CFPB’s Fifth Biennial Congressional Report on the Consumer Credit Card Market Demonstrates Decline in Growth. On September 29, the CFPB released its fifth biennial report to Congress on the consumer credit card market. Since the Dodd-Frank Wall Street Reform and Consumer Protection Act of 2010 and pursuant to the Credit Card Accountability Responsibility and Disclosure Act of 2009, the CFPB has submitted a report to Congress on the state of the credit card market every two years. The report concludes that the market’s steady growth over the previous few years ended in 2020, as credit card debt fell from $926 billion to $825 billion. Additionally, the application volume for new credit cards decreased markedly from 2019 to 2020. However, digital engagement – through enrollment in online portals, mobile apps, e-statements, and electronic payment – is growing consistently across age demographics and platforms.

Significant Enforcement Actions

FTC Warns 70 For-Profit Higher Education Institutions About Potentially False Advertising Claims. On October 6, the FTC announced that it sent a Notice of Penalty Offenses to 70 for-profit higher education institutions. Each Notice outlines a number of practices that the FTC has previously found to be unfair or deceptive, such as claims about career outcomes and the ability of the institutions to help students obtain post-graduate employment. The cover letter for the Notice recommends that the recipients review the Notice for compliance, but does not necessarily identify specific practices by the recipients that the agency believes to be unlawful. The FTC has authority to seek civil penalties for certain violations under Section 5(m)(1)(B) of the FTC Act, 15 U.S.C. § 45(m)(1)(B), which allows it to assess fines of up to $43,792 per violation.

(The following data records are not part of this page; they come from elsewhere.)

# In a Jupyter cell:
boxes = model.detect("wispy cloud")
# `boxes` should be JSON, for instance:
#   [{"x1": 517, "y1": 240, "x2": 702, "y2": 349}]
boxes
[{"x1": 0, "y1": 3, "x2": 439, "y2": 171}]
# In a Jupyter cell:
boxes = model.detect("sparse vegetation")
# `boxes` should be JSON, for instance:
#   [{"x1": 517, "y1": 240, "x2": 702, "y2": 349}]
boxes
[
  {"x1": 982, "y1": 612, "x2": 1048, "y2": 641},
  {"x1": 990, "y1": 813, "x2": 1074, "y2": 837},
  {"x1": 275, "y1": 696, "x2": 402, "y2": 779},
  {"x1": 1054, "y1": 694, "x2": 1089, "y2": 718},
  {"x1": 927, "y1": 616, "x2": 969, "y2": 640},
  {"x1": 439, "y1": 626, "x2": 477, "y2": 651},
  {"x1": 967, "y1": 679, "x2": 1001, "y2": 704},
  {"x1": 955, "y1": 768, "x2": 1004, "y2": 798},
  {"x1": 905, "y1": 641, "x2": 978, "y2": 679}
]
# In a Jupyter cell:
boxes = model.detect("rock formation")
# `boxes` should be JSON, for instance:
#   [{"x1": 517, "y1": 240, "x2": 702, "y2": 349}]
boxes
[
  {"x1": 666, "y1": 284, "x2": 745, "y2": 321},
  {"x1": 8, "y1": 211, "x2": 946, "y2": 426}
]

FTC Settles with Operators of MoviePass Following Allegations of Blocking Subscribers from Using Movie Service. On October 5, the FTC announced that it has given final approval of a settlement with MoviePass, and its CEO and parent company, as well as Matheson Analytics, Inc., and its CEO, for allegedly deceptively marketing its “one movie per day” service, then deploying tactics aimed at preventing subscribers from using the service as advertised. The complaint also alleged that MoviePass’s operators left a database containing large amounts of subscribers’ personal information unencrypted and exposed, leading to unauthorized access. The FTC Consent Order bars MoviePass’s operators from misrepresenting their business and data security practices, requires the implementation of comprehensive information security programs, and imposes reporting obligations.

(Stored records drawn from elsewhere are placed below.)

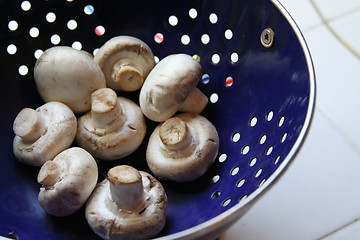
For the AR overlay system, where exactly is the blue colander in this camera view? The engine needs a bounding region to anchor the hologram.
[0,0,315,240]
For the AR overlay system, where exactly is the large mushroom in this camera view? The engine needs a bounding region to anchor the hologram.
[94,36,155,91]
[13,102,77,166]
[146,113,219,182]
[34,46,106,114]
[37,147,98,216]
[139,53,208,122]
[76,88,146,160]
[85,165,167,240]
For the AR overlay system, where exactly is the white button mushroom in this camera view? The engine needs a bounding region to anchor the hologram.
[146,113,219,182]
[85,165,167,240]
[34,46,106,113]
[37,147,98,216]
[139,54,208,122]
[76,88,146,160]
[13,102,77,166]
[94,36,155,91]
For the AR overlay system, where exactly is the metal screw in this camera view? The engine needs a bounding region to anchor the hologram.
[260,28,275,48]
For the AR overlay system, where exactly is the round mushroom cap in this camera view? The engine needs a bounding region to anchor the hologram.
[85,171,167,240]
[75,97,146,160]
[139,53,201,122]
[146,113,219,182]
[38,147,98,216]
[34,46,106,113]
[13,102,77,166]
[94,36,155,91]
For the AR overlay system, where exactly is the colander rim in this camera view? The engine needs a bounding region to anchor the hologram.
[154,0,316,240]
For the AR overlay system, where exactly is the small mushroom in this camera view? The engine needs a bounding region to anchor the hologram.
[94,36,155,91]
[85,165,167,240]
[34,46,106,114]
[37,147,98,216]
[76,88,146,160]
[13,102,77,166]
[146,113,219,182]
[140,54,208,122]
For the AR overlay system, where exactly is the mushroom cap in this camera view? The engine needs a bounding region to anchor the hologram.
[75,97,146,160]
[94,36,155,91]
[139,53,201,122]
[34,46,106,113]
[38,147,98,216]
[146,113,219,182]
[85,171,167,240]
[13,102,77,166]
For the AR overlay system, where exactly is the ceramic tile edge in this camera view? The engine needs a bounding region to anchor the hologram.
[306,0,360,59]
[319,218,360,240]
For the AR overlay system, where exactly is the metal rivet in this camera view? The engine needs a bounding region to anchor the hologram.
[260,28,275,48]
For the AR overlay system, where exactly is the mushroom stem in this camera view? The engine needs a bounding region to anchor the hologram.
[159,117,192,151]
[179,88,209,114]
[112,59,144,91]
[91,88,125,132]
[37,160,64,188]
[108,165,145,211]
[13,108,46,143]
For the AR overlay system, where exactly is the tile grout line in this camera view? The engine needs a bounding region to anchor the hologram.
[318,218,360,240]
[315,103,360,155]
[309,0,360,59]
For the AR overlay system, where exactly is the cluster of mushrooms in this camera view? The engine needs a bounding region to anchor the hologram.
[13,36,219,239]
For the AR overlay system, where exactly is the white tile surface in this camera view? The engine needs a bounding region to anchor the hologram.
[308,0,360,20]
[329,9,360,57]
[321,220,360,240]
[223,109,360,240]
[222,0,360,240]
[305,23,360,152]
[280,0,322,30]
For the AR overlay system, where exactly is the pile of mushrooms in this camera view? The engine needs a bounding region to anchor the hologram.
[13,36,219,239]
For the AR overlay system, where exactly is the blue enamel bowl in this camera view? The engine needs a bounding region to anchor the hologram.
[0,0,315,240]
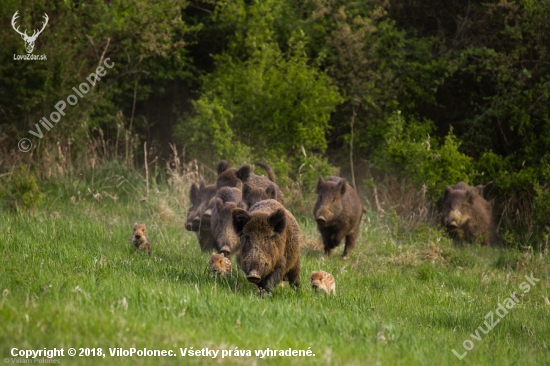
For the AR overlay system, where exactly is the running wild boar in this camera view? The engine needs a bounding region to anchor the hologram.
[233,199,300,295]
[441,182,498,246]
[313,177,365,259]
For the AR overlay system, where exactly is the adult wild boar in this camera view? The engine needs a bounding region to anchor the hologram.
[313,177,364,259]
[441,182,498,246]
[210,187,244,257]
[233,200,300,294]
[242,182,283,208]
[216,160,285,207]
[185,179,216,251]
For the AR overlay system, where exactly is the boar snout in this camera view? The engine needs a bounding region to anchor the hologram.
[447,220,458,228]
[246,270,262,283]
[220,245,231,257]
[317,215,327,224]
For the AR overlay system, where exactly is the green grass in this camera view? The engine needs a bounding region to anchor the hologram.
[0,177,550,366]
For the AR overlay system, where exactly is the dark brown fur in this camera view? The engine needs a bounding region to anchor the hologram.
[208,253,231,278]
[441,182,498,246]
[130,222,151,255]
[233,200,300,293]
[313,177,364,259]
[242,183,283,207]
[216,160,285,207]
[211,187,244,256]
[185,180,216,251]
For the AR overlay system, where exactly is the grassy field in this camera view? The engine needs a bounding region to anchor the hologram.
[0,170,550,365]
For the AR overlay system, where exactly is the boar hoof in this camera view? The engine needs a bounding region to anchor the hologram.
[246,271,262,283]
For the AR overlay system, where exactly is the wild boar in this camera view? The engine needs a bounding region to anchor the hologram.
[216,160,285,207]
[185,180,216,251]
[211,187,244,257]
[242,182,282,207]
[311,271,336,295]
[130,222,151,255]
[441,182,498,246]
[313,177,364,259]
[208,252,231,278]
[233,200,300,294]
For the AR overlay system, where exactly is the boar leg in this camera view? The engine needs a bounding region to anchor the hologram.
[319,227,343,256]
[342,231,357,259]
[259,267,283,292]
[286,265,300,290]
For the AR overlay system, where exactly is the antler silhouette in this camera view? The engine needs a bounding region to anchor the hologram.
[29,13,50,39]
[11,10,50,53]
[11,10,29,38]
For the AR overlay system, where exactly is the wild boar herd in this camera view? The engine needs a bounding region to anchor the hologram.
[181,161,364,294]
[134,161,497,295]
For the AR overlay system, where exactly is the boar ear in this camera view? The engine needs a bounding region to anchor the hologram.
[315,176,325,194]
[237,165,250,182]
[189,183,199,202]
[216,198,223,211]
[267,208,286,234]
[474,184,483,197]
[466,189,477,203]
[243,183,251,198]
[265,183,277,200]
[336,178,347,196]
[218,160,229,175]
[443,186,452,200]
[231,209,250,236]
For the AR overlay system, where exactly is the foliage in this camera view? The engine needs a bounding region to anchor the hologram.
[372,112,472,199]
[0,163,44,210]
[177,1,341,184]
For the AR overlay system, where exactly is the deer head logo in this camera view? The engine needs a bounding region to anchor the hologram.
[11,10,49,53]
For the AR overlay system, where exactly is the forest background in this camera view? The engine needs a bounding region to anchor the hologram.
[0,0,550,251]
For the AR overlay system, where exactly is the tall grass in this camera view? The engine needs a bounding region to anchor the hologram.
[0,156,550,365]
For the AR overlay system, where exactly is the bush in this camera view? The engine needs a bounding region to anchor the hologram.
[0,164,44,210]
[372,111,475,199]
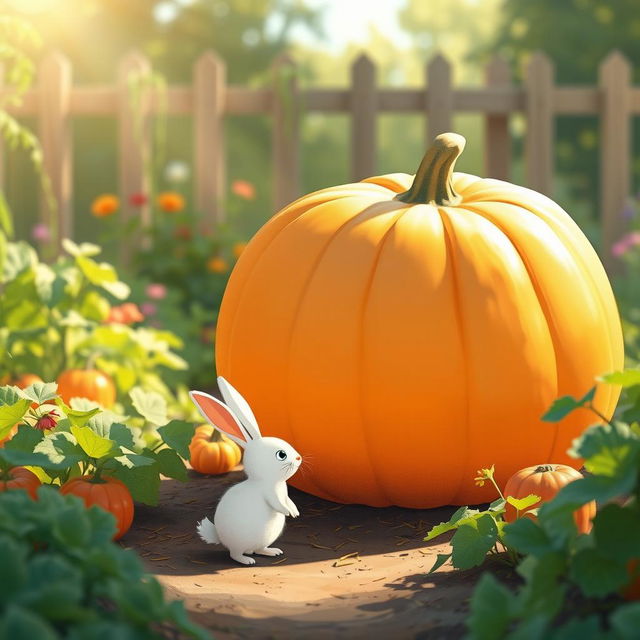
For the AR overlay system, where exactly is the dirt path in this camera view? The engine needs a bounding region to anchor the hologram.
[122,471,504,640]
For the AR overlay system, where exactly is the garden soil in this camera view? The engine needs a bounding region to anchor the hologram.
[121,467,506,640]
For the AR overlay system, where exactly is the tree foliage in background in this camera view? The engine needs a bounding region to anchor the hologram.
[479,0,640,239]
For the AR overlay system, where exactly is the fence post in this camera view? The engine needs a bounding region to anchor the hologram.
[350,53,378,182]
[484,55,511,180]
[525,51,554,196]
[38,51,73,252]
[118,51,151,263]
[427,54,453,142]
[598,51,631,274]
[193,51,226,230]
[271,55,300,211]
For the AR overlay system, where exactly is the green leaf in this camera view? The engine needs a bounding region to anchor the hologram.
[599,369,640,388]
[56,398,100,427]
[158,420,196,460]
[593,504,640,562]
[569,422,640,477]
[71,425,119,459]
[507,494,541,511]
[32,431,88,469]
[609,602,640,640]
[569,548,629,597]
[22,382,58,404]
[451,513,498,569]
[155,449,187,482]
[467,573,515,640]
[129,387,168,425]
[0,605,60,640]
[113,464,160,506]
[0,398,31,438]
[4,424,44,453]
[429,553,451,573]
[503,518,552,555]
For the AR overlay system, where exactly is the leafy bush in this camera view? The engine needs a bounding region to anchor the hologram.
[462,369,640,640]
[0,382,195,505]
[0,487,210,640]
[0,235,199,416]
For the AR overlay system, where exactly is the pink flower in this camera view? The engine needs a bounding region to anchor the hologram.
[146,282,167,300]
[31,222,51,242]
[140,302,158,317]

The FTC and the Florida Attorney General Ban Operator of Magazines Sales Company that Targeted Prisoners and their Families. On September 28, the FTC and the Florida Office of Attorney General announced that they reached a settlement with Roy Snowden, the owner and operator of Inmate Magazine Service. The settlement imposes a ban on selling or marketing magazine subscriptions, and a monetary judgment of $2.2 million, which is partially suspended based on an inability to pay. The settlement resolves allegations that Snowden violated the FTC’s Mail, Internet, or Telephone Order Merchandise Rule, specifically by marketing magazine subscriptions to consumers serving prison sentences, offering to send the magazines within 120 days of their order. In many cases, however, the magazines purportedly never arrived or were delivered past the 120-day mark with no notification to the consumers about delayed shipment or the chance to cancel their orders. 

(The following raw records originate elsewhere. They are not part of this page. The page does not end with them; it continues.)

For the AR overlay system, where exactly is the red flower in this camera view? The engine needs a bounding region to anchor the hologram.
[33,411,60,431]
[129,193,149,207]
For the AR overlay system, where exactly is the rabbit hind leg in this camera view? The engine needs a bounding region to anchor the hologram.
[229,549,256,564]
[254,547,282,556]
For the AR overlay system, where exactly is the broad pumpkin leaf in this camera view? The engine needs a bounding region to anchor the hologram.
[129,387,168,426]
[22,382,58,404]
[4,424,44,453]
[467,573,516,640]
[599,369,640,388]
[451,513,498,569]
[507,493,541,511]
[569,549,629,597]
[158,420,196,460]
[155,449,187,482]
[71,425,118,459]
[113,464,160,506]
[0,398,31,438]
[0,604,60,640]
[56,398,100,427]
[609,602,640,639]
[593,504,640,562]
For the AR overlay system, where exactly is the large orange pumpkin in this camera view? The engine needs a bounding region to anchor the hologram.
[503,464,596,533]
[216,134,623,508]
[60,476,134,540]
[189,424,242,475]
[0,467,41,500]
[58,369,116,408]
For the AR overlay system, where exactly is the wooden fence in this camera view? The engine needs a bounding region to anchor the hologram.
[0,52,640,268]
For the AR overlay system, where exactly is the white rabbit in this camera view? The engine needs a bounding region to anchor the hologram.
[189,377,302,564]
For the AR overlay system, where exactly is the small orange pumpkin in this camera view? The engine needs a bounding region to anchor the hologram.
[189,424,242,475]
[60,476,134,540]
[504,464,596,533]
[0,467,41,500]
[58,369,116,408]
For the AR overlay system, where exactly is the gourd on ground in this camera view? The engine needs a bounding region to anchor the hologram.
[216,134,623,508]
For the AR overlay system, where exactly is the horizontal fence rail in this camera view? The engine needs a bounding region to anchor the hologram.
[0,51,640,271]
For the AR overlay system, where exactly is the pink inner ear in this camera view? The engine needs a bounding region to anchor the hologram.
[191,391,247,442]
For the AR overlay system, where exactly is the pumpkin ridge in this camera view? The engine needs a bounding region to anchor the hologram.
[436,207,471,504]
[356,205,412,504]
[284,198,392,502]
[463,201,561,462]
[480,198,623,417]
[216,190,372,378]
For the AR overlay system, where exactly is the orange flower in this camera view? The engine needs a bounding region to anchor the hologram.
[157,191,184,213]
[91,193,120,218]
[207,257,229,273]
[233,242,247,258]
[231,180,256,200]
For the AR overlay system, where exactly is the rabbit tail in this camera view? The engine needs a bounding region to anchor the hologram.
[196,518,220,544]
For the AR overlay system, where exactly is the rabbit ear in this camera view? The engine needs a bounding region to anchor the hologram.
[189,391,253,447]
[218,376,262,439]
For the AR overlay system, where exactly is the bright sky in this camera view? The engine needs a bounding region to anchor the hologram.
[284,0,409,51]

Two Debt Collectors Banned from Debt Collection Pursuant to FTC Settlement. On September 27, the FTC announced that Critical Resolution Mediation LLC and Parliament Services LLC and their officers Brian Charles McKenzie and Tracy Dottrice Warren would be permanently banned from debt collection as part of a settlement over allegations that the defendants and their agents posed as police and attorneys to threaten consumers, and attempted to collect debts that the consumers did not actually owe. The settlement imposes a monetary judgment of more than $3 million, which is partially suspended due to an inability to pay.

DISCLAIMER: Because of the generality of this update, the information provided herein may not be applicable in all situations and should not be acted upon without specific legal advice based on particular situations.